Selon vous, la forme de la lecture publique peut-elle être une fin en soi, au même titre qu'une mise en scène ? Ou n'est-elle jamais qu'une première mise à l'épreuve/confrontation du texte au plateau ? C'est curieux comme les processus de production industrielle ont modelé notre rapport à l'art. On parle volontiers de "test", d'"épreuve", de "vérification"... Serait-ce qu'on vise le "zéro défaut" ? l'amélioration du rapport qualité-prix ? la satisfaction de la clientèle ?... Tous ces dispositifs visent sans le dire (et le plus souvent sans le savoir) à une désingularisation générale des écritures. La moindre des choses qu'on puisse attendre d'une œuvre d'art dans notre environnement ultra-fonctionnaliste, c'est qu'elle dysfonctionne ! D'autre part, aucun geste artistique n'est une "fin en soi". Plutôt le début de quelque chose, qu'on devrait prendre garde à ne pas trop définir — disons l'émergence d'une potentialité collective inédite.
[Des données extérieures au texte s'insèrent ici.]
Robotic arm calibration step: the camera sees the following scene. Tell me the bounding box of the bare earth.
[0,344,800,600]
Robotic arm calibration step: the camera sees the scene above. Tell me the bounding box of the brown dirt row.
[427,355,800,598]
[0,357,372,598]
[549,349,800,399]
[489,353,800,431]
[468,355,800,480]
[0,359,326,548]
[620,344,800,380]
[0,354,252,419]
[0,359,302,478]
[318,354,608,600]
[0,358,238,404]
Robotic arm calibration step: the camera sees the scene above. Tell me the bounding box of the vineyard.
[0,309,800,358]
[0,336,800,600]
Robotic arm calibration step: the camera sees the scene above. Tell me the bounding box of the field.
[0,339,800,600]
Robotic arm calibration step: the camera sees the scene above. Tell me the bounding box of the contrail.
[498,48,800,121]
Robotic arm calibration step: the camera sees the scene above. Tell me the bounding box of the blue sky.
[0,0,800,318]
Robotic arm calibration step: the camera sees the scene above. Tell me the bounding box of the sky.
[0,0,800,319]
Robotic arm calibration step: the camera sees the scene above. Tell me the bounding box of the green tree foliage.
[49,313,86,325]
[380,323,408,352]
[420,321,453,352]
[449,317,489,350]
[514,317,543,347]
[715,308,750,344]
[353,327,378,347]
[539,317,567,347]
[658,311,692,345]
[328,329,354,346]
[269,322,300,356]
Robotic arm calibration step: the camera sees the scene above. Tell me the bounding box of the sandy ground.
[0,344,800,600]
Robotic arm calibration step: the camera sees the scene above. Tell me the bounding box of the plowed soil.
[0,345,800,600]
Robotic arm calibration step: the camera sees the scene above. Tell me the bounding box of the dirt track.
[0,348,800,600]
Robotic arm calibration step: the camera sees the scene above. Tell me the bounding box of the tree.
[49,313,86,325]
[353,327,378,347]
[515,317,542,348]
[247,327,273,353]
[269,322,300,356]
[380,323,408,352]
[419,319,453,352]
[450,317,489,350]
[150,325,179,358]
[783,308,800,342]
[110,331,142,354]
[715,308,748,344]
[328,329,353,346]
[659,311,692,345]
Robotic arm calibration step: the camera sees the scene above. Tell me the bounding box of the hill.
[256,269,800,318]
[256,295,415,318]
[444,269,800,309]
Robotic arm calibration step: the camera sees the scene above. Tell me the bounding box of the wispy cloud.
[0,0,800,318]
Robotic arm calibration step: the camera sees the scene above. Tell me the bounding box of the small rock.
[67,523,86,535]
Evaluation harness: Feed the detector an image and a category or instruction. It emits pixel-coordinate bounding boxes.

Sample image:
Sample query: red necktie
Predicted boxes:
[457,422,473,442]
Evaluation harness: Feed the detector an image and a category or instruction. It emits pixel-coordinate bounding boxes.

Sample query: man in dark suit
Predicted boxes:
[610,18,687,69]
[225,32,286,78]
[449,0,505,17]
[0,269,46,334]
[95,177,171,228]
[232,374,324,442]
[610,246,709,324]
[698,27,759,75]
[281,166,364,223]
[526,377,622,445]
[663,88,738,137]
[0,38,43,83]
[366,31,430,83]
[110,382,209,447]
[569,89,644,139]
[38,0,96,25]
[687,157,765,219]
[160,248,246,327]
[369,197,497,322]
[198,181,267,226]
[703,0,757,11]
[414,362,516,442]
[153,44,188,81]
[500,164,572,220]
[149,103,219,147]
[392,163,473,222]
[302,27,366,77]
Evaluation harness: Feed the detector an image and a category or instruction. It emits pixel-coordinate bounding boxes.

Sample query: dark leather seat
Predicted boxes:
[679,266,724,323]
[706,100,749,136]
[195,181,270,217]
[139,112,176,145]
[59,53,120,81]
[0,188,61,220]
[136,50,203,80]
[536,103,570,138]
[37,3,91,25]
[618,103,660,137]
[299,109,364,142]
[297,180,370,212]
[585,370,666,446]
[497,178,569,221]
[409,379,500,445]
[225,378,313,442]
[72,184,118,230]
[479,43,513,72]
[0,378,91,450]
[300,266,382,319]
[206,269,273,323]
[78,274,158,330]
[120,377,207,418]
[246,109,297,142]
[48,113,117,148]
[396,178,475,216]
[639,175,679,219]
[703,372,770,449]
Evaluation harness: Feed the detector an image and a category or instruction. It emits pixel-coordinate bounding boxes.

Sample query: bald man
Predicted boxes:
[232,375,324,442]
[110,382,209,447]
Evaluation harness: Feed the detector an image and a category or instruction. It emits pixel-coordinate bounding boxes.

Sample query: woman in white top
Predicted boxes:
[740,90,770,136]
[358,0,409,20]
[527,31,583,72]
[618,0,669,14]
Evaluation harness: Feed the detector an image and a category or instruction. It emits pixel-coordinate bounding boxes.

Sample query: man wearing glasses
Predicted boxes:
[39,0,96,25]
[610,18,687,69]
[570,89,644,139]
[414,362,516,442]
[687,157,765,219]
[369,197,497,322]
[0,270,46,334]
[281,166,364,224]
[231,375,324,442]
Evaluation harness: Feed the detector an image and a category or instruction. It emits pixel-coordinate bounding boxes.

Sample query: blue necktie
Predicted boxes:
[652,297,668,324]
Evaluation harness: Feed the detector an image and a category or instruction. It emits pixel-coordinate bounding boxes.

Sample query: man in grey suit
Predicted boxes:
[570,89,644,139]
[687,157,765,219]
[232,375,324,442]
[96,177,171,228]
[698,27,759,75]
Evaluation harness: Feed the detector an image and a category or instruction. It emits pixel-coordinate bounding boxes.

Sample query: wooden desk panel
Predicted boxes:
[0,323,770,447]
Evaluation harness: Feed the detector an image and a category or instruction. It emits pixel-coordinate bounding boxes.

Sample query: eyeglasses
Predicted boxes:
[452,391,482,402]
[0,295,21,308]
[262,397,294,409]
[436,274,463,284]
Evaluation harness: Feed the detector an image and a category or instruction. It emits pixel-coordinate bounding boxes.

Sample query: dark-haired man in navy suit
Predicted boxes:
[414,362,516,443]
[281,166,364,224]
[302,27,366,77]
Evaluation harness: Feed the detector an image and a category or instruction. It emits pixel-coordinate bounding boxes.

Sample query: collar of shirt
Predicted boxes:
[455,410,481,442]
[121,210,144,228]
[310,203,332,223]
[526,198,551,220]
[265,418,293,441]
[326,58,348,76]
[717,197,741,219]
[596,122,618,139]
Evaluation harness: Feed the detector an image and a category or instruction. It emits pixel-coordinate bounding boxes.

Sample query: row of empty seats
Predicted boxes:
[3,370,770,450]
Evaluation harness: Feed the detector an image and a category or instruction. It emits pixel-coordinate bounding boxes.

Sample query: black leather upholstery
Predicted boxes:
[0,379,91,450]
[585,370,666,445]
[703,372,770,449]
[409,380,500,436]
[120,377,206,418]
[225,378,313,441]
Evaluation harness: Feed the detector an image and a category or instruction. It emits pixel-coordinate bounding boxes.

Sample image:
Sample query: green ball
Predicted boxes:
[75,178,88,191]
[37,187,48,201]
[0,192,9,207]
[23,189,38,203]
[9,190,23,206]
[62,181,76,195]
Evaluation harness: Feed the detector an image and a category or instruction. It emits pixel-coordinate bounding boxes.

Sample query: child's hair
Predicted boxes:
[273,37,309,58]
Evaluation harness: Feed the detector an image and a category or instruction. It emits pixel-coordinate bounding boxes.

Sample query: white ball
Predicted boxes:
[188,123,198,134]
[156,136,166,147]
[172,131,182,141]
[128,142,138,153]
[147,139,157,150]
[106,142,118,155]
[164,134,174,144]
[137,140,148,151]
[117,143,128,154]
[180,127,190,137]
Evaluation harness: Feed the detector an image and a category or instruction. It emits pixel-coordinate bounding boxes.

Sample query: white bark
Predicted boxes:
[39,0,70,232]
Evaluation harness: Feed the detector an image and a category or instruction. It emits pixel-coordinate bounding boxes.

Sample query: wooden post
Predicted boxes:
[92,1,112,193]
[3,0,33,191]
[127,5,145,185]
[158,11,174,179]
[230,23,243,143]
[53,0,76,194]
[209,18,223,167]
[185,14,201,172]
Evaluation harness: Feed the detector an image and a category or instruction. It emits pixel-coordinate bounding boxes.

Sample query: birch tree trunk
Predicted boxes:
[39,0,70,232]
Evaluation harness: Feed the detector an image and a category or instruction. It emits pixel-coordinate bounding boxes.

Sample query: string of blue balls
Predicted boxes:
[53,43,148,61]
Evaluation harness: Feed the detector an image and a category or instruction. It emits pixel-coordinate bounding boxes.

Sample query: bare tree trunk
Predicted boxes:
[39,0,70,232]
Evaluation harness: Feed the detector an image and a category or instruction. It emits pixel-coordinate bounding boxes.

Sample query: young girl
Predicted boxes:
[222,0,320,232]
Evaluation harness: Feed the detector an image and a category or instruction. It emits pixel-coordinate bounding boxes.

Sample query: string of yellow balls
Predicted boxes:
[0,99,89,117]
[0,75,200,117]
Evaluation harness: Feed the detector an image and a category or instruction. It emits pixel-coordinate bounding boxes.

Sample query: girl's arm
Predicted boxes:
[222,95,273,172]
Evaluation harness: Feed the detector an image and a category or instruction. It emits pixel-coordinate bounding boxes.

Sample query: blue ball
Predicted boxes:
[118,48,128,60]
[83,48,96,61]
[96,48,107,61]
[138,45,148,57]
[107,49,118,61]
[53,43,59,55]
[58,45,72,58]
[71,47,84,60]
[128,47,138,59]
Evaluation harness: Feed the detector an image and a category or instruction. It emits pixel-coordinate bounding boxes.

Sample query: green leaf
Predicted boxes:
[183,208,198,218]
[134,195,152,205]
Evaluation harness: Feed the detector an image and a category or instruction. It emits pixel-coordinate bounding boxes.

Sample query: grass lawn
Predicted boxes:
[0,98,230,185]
C'est pourquoi, il n'y a pas de geste-à-moitié. Si l'on propose une mise en voix, il faut l'envisager comme devant "tenir toute seule", et non pas comme une préfiguration d'une œuvre à venir. Rien n'est "à venir", tout est là, tel que c'est, dans l'instant de la séance, quelques soient les moyens adoptés (et quelles que soient les intentions de départ). Personne ne vient assister un geste de théâtre dans l'idée de subir un brouillon. Il ne viendrait à l'idée de personne de considérer la mise en scène d'un drame comme l'ébauche d'un film. Une aquarelle n'est pas nécessairement l'ébauche d'une toile.

Êtes-vous d'accord avec l'idée selon laquelle la première création d'un texte devrait se faire de façon assez minimaliste, simple, afin que le texte résonne et qu'il ne soit pas associé à une mise en scène (et à sa fortune ou non) ? Michel Vinaver parle de « mise en trop » pour parler de la mise en scène et de la propension du metteur en scène à toujours en faire trop. La lecture publique ne pourrait-elle pas être, en ce sens, une sorte de réponse appropriée au premier geste permettant au texte de rencontrer le public ?

Encore une fois, il n'y a pas, selon moi, de geste "premier" et de geste "second". Il y a … ce qu'il y a. L'opération théâtrale se vit au présent. Il n'y a pas d'arrière-monde au donné-à-voir. What is done is done...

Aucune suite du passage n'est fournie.